Data for research article: "Visual associative learning in Wood Ants"
2018-01-30T16:44:48Z (GMT) by
This data set contains the raw data used in the accepted manuscript "Visual associative learning in wood ants", by the Journal of Experimental Biology.
In these experiments, wood ants followed a paired or unpaired classical conditioning training that used a visual cue as the conditional stimulus (CS) and sucrose as the unconditional stimulus. These ants were tested either 10 minutes or 1 hour after training. The data set contains the ants' responses to the CS during training and testing, which consist in the Maxilla-Labium Extension Reflex. This is divided in three types of responses, depending on the mouth structures visible and their movement. Responses are noted as 1 if positive and 0 if negative (no response).
Abstract from research paper
Wood ants are a model system for studying visual learning and navigation. They can forage for food and navigate to their nests effectively by forming memories of visual features in their surrounding environment. Previous studies of freely behaving ants have revealed many of the behavioural strategies and environmental features necessary for successful navigation.

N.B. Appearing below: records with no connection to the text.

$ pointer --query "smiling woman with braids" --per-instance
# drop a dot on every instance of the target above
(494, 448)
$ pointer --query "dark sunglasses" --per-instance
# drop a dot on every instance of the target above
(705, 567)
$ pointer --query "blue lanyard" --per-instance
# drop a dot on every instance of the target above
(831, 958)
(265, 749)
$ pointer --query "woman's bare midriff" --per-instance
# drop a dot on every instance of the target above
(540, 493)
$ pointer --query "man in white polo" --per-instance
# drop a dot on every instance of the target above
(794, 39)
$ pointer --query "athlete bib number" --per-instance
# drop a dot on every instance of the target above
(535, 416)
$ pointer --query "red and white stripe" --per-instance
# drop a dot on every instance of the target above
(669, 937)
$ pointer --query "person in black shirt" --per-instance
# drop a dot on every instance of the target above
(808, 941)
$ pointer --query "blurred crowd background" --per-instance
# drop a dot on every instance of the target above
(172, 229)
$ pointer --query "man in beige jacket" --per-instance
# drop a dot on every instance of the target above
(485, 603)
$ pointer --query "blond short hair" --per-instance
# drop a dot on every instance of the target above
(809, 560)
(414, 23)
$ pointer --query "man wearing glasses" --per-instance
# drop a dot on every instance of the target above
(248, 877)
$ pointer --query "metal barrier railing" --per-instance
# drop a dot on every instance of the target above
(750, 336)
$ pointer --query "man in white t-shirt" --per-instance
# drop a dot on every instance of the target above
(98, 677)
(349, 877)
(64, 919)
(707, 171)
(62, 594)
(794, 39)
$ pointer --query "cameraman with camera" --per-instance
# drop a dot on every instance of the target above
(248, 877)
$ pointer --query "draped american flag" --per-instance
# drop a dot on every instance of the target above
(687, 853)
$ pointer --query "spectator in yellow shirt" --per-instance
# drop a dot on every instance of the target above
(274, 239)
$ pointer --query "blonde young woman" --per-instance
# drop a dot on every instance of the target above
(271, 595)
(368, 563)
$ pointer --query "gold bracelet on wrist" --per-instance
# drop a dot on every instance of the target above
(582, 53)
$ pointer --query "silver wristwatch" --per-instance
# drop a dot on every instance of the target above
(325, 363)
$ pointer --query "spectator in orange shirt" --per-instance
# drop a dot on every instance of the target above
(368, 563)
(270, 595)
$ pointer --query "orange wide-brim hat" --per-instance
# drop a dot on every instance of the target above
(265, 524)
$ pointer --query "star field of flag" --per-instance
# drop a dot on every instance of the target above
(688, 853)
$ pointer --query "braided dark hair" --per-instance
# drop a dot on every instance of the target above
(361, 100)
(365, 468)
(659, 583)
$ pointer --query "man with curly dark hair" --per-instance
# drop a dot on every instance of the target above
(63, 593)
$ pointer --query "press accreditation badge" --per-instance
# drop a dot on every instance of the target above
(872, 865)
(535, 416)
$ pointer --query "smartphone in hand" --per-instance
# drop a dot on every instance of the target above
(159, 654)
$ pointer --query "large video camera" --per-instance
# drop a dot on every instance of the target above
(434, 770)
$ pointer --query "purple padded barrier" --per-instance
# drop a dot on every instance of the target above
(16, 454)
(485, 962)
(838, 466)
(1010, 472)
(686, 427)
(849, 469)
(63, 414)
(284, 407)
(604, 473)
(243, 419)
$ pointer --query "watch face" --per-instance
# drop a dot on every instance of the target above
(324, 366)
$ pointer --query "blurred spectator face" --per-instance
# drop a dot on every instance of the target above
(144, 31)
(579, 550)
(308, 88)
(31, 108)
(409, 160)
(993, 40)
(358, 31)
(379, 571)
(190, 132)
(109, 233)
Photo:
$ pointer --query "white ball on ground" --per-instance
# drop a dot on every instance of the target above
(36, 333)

However, little is known about the exact visual properties of the environment that animals learn or the neural mechanisms that allow them to achieve this. As a first step towards addressing this, we developed a classical conditioning paradigm for visual learning in harnessed wood ants that allows us to control precisely the learned visual cues. In this paradigm, ants are fixed and presented with a visual cue paired with an appetitive sugar reward. Using this paradigm, we found that visual cues learnt by wood ants through Pavlovian conditioning are retained for at least one hour. Furthermore, we found that memory retention is dependent upon the ants’ performance during training. Our study provides the first evidence that wood ants can form visual associative memories when restrained. This classical conditioning paradigm has the potential to permit detailed analysis of the dynamics of memory formation and retention, and the neural basis of learning in wood ants.